Roku’s operating system is used in many of these TVs, and the rush has catapulted the company past powerful competitors such as Samsung’s Tizen and LG’s webOS. In the first quarter, Roku’s share of the North American smart TV market surged to 37% — that’s up sharply from 23% in the last three months of 2018 and put the company on top for the first time since 2017, according to IHS Markit.
“Fears of increased tariffs arising from the U.S.-China trade dispute spurred TCL and other TV brands reliant on Chinese manufacturing to increase shipments to North America in early 2019,” said Paul Gray, research director at IHS Markit, in a note. “These companies hoped to build safety stocks and generate as much sales volume as possible before pricing was impacted by the tariffs.”
Companies, not countries, pay tariffs when the U.S. imports goods and services from other countries.

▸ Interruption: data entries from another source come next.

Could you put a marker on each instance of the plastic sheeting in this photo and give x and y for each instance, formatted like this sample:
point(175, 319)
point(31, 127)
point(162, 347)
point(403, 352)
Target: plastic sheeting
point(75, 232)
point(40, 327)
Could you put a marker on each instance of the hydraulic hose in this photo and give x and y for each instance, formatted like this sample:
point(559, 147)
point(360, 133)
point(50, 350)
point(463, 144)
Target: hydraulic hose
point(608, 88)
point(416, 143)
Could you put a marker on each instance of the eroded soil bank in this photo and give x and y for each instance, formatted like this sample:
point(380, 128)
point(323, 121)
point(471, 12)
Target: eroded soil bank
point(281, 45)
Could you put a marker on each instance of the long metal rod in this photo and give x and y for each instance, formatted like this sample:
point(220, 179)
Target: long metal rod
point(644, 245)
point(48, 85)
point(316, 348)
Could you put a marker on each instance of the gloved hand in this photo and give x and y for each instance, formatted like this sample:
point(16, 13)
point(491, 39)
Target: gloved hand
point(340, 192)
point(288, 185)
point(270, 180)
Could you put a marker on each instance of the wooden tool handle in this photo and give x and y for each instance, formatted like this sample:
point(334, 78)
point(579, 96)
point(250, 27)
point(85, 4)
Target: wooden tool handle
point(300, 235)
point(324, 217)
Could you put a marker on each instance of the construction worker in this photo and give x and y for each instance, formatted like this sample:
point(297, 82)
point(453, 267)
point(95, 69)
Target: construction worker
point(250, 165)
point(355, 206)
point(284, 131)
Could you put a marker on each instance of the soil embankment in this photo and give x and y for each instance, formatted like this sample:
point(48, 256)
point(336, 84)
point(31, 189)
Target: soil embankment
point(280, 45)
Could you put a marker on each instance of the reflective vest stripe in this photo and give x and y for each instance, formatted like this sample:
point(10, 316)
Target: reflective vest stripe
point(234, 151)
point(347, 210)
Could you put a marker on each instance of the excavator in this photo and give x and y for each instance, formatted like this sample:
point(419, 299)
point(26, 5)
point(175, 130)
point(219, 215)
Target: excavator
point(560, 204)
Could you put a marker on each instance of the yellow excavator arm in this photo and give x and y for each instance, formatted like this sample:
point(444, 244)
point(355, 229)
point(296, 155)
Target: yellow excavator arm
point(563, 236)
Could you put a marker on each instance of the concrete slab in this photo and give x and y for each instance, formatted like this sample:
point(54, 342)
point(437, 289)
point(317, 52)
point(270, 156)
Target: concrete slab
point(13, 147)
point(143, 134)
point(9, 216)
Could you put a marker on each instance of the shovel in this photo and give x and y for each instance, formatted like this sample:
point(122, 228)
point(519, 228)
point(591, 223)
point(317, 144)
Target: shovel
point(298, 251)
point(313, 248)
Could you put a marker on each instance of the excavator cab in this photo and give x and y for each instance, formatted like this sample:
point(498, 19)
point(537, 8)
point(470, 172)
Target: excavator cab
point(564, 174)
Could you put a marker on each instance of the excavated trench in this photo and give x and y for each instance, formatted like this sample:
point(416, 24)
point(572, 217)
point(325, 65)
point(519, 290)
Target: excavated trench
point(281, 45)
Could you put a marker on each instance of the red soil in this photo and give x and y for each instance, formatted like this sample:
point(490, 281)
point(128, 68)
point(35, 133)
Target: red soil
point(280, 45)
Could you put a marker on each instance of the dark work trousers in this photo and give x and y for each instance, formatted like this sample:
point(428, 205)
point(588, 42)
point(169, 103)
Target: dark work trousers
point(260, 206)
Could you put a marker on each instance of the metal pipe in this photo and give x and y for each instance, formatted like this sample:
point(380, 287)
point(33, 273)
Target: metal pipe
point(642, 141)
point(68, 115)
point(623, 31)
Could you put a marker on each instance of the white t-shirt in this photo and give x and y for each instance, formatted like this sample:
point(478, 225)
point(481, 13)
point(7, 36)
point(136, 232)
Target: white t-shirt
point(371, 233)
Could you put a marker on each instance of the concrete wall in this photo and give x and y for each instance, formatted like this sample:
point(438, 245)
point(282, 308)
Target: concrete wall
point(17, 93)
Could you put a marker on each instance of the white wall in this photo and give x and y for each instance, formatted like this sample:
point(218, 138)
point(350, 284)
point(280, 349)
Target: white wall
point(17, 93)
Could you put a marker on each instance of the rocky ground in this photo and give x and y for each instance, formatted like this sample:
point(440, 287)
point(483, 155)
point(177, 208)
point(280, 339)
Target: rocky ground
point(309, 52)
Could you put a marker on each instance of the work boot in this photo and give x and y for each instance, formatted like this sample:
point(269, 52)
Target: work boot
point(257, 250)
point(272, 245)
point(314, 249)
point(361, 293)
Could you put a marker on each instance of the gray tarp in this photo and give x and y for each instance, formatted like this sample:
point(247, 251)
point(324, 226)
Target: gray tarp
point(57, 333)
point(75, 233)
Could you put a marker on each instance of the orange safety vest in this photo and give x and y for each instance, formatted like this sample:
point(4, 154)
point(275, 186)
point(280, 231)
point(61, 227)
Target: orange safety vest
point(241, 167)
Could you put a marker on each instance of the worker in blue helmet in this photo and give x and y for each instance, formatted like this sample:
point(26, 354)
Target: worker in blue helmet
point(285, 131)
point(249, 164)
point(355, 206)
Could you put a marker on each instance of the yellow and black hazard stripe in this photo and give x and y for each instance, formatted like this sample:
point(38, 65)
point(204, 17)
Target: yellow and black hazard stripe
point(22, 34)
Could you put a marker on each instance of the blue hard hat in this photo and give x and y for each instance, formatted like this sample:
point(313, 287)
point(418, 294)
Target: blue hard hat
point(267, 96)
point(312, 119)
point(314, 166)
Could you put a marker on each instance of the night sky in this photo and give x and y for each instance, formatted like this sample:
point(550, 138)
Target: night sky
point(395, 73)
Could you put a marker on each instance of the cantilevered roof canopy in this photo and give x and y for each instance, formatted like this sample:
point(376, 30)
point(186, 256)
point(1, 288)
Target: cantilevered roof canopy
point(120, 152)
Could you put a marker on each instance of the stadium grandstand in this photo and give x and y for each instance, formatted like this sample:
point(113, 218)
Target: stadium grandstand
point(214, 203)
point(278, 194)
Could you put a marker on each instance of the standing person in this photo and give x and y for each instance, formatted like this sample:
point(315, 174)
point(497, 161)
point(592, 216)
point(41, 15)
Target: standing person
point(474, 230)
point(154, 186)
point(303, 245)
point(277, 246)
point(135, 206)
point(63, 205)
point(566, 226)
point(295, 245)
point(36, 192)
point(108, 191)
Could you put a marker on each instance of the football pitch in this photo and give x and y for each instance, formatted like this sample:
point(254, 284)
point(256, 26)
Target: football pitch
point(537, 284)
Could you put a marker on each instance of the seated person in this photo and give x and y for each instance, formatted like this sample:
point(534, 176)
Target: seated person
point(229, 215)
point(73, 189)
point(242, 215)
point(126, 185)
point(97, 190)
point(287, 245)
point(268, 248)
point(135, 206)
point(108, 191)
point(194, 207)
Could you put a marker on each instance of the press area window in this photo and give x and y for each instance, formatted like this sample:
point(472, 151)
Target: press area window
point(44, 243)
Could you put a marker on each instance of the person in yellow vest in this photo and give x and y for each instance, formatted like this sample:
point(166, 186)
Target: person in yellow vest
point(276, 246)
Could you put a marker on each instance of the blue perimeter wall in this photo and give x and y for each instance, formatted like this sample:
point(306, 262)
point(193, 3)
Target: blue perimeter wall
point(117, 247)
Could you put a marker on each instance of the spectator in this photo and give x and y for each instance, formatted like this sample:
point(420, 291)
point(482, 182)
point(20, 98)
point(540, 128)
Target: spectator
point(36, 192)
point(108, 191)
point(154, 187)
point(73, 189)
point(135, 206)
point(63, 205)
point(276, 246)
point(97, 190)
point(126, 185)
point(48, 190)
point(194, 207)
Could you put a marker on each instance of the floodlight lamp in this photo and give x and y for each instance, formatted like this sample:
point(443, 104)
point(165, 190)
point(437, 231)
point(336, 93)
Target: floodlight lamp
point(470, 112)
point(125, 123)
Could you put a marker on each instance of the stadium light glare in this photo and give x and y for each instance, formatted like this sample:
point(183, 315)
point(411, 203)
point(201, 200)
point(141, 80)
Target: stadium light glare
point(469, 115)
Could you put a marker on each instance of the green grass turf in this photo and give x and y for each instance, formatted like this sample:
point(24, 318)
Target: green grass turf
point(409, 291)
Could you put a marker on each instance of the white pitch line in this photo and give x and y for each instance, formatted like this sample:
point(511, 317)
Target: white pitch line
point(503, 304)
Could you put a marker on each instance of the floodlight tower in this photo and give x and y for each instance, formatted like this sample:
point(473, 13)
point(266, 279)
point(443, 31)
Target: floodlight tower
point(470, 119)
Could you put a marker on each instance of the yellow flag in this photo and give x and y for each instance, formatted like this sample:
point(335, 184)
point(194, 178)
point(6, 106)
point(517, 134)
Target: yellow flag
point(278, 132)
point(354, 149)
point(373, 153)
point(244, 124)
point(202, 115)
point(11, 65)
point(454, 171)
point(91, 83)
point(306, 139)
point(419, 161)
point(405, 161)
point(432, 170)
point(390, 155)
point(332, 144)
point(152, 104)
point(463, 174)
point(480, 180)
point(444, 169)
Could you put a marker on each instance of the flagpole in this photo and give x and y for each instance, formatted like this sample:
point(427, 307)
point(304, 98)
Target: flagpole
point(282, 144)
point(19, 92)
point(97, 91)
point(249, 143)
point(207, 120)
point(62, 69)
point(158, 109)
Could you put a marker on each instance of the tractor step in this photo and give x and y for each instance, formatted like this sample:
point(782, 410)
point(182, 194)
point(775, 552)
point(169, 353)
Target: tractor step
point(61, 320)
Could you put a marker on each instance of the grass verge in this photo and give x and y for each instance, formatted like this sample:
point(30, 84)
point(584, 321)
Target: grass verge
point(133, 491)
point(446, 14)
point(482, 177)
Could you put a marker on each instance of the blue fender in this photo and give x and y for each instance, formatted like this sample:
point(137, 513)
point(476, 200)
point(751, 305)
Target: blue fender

But with sales humming, Roku shares have been on absolute tear — they’re up a whopping 260% this year on strong revenue growth.
Some of the best-known U.S. and Japanese TV brands are now made by Chinese companies. Sets by Japan’s Sharp, for instance, are manufactured by China’s Hisense for export to the U.S. market, according to Consumer Reports. Roku’s system is found on TV brands including Element, Hisense, Hitachi, RCA, Sharp and TCL, according to its website.
The Trump administration last month suspended its threat to impose tariffs on $300 billion of Chinese imports, including popular consumer goods like TVs and mobile phones.The White House has already slapped tariffs on $250 billion in goods made in China.